Nem só de fazer vive o homem

“A verdadeira felicidade é perceber que tudo o que temos buscado avidamente, não está longe de nós”. Padre Luigi Epicoco reflete sobre o período de verão com vistas a uma teologia das férias: esta palavra, afirma, indica um vazio, um espaço no qual é possível fazer vibrar o eco de uma voz mais alta na quietude do descanso.

 

Pe. Luigi Maria Epicoco

O verbo fazer é o verbo ao qual somos muito apegados. Tão apegados ao ponto de sacrificar por ele até mesmo o verbo ser. Fazer é nossa maneira de não pensar muito, de não entrar em nós mesmos, de não encarar as coisas sérias da vida. Fazer nos dá satisfação imediata, leva a sério nossa necessidade inata de confirmação e cumprimento. Com muita frequência fazer se torna nossa religião. Se quiséssemos usar uma imagem cara a Santo Inácio, diríamos que usamos o fazer para não entrar em desolação.

Mas às vezes é necessário entrar no vazio, no vazio que mora dentro de nós. É a famosa necessidade da fome que o tentador tenta tirar de Jesus no deserto: “Manda que estas pedras se transformem em pão”. Jesus exorciza o mal respondendo a tal tentação: “Nem só de pão vive o homem, mas de toda palavra que sai da boca de Deus” (Mt 4, 1-11). Nem só de fazer vive o homem, podemos acrescentar.

É disso que se trata o tempo de férias.
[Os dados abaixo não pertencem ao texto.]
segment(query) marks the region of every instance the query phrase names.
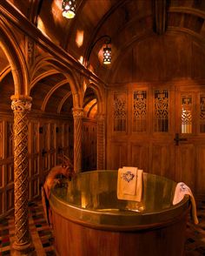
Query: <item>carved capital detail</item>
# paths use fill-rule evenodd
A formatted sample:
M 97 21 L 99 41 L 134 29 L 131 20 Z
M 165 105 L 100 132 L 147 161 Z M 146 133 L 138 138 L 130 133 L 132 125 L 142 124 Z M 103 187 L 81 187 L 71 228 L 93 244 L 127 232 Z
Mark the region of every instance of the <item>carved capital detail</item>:
M 11 109 L 13 111 L 28 112 L 31 109 L 31 98 L 30 97 L 11 97 Z
M 74 108 L 73 109 L 73 118 L 83 118 L 83 109 Z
Não se trata simplesmente da transgressão necessária para suportar novamente uma longa temporada de trabalho. O tempo de férias, como o Papa Francisco nos lembrou recentemente, é o tempo da ecologia do coração, o tempo em que o descanso, a contemplação e a compaixão se tornam os ingredientes certos para nos redimensionar. A etimologia da palavra férias é precisamente a capacidade de estar vazio, de dar espaço a essa fome/falta que cada um de nós carrega em seu coração, e em cujo eco Deus pode finalmente falar.

Ouvir a palavra de Deus dentro de nossas falhas, dentro do nosso coração, significa experimentar uma plenitude que nenhuma satisfação no mundo pode nos dar. Passamos nossas vidas tentando fazer coisas que nos farão felizes, mas a verdadeira felicidade é parar de nos preocuparmos e perceber que tudo o que temos buscado avidamente não está longe de nós. O que precisamos para sermos felizes está contido na escuta do verbo ser, sobre quem realmente somos, sobre aquela imagem e semelhança com Deus que cada um de nós carrega dentro de si.

Então as palavras do Deuteronômio chegam até nós como um bálsamo: “Porque este mandamento que hoje te ordeno não é excessivo para ti, nem está fora do teu alcance. Ele não está no céu, para que fiques dizendo: ‘Quem subiria por nós até o céu, para trazê-lo a nós, para que possamos ouvi-lo e pô-lo em prática? E não está no além-mar, para que fiques dizendo: ‘Quem atravessaria o mar por nós, para trazê-lo a nós, para que possamos ouvi-lo e pô-lo em prática?’ Sim, porque a palavra está muito perto de ti: está na tua boca e no teu coração, para que a ponhas em prática”. (Dt 30, 11-14). Assim, o tempo de férias é desenterrar aquela palavra escondida na nossa boca e no nosso coração, que luta para emergir quando devoramos nossas vidas e nosso coração está cheio apenas de ânsias e preocupações.